Kerry Group was hit by the ban on Irish pork products announced at the weekend, and it lost 80 cent, or 4.8 per cent, to close down at €15.90. Other food groups with less exposure to pigmeats performed better, with Greencore adding 5 cent, or 6.3 per cent, to climb to €0.85 and Glanbia climbing by 5 cent or 2.6 per cent to finish at €1.94.
Drinks group C&C also rallied yesterday, adding 14 cent, or 13.2 per cent, to finish the day up at €1.17.
Tullow Oil was very strong on the back of speculation that it has been approached to sell an oil field in Uganda. It advanced by 30 cent, or 5.8 per cent to €5.55.

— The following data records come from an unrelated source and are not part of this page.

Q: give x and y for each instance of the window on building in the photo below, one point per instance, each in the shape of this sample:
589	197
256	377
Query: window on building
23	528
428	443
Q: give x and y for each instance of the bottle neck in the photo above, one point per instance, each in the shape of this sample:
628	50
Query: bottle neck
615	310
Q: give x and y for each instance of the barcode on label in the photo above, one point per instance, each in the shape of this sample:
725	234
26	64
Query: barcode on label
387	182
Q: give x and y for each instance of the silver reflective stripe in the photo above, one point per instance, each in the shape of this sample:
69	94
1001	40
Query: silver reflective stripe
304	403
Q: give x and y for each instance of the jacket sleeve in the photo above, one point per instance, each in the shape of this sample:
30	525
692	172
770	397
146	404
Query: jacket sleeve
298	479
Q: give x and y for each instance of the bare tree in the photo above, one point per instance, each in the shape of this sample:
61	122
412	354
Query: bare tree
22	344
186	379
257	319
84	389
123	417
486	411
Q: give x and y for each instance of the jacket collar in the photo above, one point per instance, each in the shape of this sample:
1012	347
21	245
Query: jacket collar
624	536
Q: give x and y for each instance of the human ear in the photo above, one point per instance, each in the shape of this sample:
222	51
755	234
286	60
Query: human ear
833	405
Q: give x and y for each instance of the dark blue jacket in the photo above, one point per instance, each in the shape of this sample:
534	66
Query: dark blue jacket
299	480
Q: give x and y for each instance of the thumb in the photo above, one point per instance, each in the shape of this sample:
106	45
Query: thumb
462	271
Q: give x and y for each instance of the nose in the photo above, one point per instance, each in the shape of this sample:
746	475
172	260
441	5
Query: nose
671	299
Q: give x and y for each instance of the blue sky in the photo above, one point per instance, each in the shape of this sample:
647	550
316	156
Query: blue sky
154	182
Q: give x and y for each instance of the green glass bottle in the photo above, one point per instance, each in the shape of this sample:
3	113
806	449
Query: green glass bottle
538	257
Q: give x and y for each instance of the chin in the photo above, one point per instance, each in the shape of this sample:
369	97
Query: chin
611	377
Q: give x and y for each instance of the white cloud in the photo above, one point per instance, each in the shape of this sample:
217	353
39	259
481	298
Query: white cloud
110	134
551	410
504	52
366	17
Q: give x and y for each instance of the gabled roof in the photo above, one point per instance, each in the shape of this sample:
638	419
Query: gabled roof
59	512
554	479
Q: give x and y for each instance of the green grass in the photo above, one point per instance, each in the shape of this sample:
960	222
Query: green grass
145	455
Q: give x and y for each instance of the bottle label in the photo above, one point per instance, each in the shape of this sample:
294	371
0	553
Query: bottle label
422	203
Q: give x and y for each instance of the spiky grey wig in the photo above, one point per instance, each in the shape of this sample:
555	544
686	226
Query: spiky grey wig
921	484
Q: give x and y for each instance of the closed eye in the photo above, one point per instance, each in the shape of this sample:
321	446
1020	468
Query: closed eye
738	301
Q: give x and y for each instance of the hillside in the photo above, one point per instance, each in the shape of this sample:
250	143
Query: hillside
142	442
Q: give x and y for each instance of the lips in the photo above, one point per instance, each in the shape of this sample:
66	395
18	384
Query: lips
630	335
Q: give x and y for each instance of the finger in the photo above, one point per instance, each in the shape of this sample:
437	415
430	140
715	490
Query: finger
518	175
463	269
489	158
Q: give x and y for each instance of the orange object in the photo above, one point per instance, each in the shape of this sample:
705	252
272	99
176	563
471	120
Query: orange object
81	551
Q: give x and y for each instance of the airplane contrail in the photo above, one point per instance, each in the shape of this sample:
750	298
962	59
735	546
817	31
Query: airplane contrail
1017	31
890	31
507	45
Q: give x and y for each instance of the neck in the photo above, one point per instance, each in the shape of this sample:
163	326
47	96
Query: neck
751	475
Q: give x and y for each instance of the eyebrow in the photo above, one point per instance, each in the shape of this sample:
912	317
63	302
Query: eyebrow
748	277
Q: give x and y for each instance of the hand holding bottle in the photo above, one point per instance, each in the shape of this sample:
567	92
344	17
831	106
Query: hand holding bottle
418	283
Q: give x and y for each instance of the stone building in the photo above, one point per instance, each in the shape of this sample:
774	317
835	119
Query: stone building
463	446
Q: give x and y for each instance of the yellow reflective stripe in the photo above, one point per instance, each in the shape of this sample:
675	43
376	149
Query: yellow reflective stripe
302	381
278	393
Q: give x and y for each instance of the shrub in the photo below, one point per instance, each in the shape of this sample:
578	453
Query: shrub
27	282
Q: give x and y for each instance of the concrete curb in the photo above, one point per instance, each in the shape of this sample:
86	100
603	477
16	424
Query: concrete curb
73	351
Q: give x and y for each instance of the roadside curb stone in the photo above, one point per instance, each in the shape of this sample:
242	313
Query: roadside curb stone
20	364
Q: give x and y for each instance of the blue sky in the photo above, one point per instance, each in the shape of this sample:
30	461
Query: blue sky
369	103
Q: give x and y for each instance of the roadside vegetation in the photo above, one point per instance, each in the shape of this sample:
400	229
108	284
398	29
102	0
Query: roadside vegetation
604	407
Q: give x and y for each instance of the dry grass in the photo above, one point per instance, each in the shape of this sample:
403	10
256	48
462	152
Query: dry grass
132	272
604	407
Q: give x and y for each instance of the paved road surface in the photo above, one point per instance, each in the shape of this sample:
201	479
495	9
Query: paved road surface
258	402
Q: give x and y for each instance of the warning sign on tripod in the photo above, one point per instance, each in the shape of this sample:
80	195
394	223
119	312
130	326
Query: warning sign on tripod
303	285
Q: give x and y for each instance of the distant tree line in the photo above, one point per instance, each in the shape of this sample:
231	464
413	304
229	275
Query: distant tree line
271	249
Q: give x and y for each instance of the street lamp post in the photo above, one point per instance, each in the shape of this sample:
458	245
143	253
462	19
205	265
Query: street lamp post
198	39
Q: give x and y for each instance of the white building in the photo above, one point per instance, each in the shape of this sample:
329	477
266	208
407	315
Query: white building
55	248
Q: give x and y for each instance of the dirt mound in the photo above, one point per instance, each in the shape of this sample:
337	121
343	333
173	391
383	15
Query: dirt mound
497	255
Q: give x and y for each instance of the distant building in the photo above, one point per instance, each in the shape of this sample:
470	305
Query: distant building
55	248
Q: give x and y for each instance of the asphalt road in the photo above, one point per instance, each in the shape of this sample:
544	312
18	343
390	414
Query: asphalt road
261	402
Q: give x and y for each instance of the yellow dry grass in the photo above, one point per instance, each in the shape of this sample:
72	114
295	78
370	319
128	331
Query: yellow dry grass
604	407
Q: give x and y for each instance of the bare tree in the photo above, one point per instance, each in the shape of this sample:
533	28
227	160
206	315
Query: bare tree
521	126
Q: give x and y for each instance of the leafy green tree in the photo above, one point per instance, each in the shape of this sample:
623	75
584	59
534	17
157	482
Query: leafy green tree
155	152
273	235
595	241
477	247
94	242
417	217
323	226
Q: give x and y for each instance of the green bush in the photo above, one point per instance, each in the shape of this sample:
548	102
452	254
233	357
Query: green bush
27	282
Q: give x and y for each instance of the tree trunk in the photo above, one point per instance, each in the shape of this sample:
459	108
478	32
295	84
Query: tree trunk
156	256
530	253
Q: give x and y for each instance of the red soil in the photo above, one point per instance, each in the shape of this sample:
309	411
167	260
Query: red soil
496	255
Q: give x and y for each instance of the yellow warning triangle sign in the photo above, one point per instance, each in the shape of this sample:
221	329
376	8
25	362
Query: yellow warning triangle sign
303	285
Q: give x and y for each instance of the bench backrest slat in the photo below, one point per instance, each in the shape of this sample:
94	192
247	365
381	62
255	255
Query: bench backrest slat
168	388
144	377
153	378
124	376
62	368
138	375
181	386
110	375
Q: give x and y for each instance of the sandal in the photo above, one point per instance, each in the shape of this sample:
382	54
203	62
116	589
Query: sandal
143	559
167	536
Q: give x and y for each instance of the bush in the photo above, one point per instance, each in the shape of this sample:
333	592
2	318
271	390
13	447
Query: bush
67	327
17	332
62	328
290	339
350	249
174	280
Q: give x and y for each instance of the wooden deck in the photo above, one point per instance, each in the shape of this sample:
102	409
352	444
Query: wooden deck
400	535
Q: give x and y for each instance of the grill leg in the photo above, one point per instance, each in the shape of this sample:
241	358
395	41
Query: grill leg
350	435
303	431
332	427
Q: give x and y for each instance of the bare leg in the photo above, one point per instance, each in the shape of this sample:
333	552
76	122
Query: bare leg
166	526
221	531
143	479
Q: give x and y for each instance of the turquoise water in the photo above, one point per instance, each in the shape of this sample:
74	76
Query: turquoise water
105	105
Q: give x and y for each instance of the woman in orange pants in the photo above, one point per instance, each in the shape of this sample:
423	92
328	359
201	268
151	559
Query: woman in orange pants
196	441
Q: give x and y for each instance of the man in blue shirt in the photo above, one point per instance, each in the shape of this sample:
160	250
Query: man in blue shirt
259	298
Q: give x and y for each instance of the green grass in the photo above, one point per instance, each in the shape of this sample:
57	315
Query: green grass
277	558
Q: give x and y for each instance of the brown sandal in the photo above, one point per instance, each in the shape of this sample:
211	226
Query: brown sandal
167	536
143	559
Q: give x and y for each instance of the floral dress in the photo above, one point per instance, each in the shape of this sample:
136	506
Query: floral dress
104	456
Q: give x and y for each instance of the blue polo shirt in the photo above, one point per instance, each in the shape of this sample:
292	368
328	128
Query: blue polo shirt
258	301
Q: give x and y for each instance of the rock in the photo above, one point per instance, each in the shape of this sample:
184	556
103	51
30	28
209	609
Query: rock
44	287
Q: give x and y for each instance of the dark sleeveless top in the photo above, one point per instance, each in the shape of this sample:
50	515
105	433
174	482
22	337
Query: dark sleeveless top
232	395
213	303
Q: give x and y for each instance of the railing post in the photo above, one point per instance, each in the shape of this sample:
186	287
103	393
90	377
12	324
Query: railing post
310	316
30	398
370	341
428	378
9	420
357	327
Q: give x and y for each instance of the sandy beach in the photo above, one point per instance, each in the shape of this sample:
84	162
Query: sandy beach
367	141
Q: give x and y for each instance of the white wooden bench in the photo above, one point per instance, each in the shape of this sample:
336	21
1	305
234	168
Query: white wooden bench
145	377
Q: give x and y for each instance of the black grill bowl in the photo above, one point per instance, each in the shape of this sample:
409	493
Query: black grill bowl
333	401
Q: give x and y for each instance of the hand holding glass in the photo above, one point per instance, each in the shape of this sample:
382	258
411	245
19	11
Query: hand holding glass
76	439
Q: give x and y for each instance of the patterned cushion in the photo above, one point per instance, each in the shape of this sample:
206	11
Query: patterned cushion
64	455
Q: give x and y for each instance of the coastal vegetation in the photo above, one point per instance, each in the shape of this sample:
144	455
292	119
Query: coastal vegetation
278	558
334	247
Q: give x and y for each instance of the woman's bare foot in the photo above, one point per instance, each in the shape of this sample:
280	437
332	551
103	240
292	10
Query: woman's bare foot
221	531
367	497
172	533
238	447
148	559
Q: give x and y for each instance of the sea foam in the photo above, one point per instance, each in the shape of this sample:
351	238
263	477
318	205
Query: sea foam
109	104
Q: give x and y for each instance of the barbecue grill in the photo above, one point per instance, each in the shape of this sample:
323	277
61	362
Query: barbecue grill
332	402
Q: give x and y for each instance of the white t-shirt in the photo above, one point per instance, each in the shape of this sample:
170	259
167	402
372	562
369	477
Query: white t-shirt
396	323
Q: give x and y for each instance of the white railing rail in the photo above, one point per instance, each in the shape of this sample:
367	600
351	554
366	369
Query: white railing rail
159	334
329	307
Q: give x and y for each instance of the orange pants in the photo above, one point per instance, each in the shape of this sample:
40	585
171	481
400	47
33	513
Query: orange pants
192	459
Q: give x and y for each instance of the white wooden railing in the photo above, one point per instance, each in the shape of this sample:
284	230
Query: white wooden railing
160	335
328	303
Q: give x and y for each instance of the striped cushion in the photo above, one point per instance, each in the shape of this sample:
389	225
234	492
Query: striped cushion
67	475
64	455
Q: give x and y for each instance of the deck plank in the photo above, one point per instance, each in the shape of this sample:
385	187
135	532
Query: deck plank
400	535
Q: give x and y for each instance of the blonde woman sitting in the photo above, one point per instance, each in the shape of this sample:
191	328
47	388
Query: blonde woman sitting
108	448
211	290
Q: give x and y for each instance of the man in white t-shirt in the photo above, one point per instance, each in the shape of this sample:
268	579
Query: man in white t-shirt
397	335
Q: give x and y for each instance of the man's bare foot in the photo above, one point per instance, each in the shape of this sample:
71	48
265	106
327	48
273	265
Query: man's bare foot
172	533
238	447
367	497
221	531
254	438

In the US, Obama’s public spending package sent the S&P 500 to a one-month high, as U.S. Steel Corp. and Alcoa Inc. climbed at least 16 per cent, and Chevron Corp added more than 5 per cent. By 11.31, the S&P 500 was up by 3.5 per cent to 906.94, while the Dow Jones Industrial Average had added 300.51 points, or 3.5 percent, to climb to 8,935.93.
Across Europe, stocks also rallied on the back of the plan. The Dow Jones Stoxx 600 Index gained 6.7 per cent to rise to 202.61, the most in two weeks, while France’s CAC 40 rose by 8.7 per cent, with Total SA jumping 11 percent. Germany’s DAX added 7.6 per cent, led by Siemens and Deutsche Boerse AG.
In the UK, firms with exposure to commodities benefited from the plan, with Royal Dutch Shell Plc, BP Plc and Anglo American Plc all rallying by more than 6 per cent. Overall, the FTSE 100 gained 250.69, or 6.2 per cent, to advance to 4,300.06.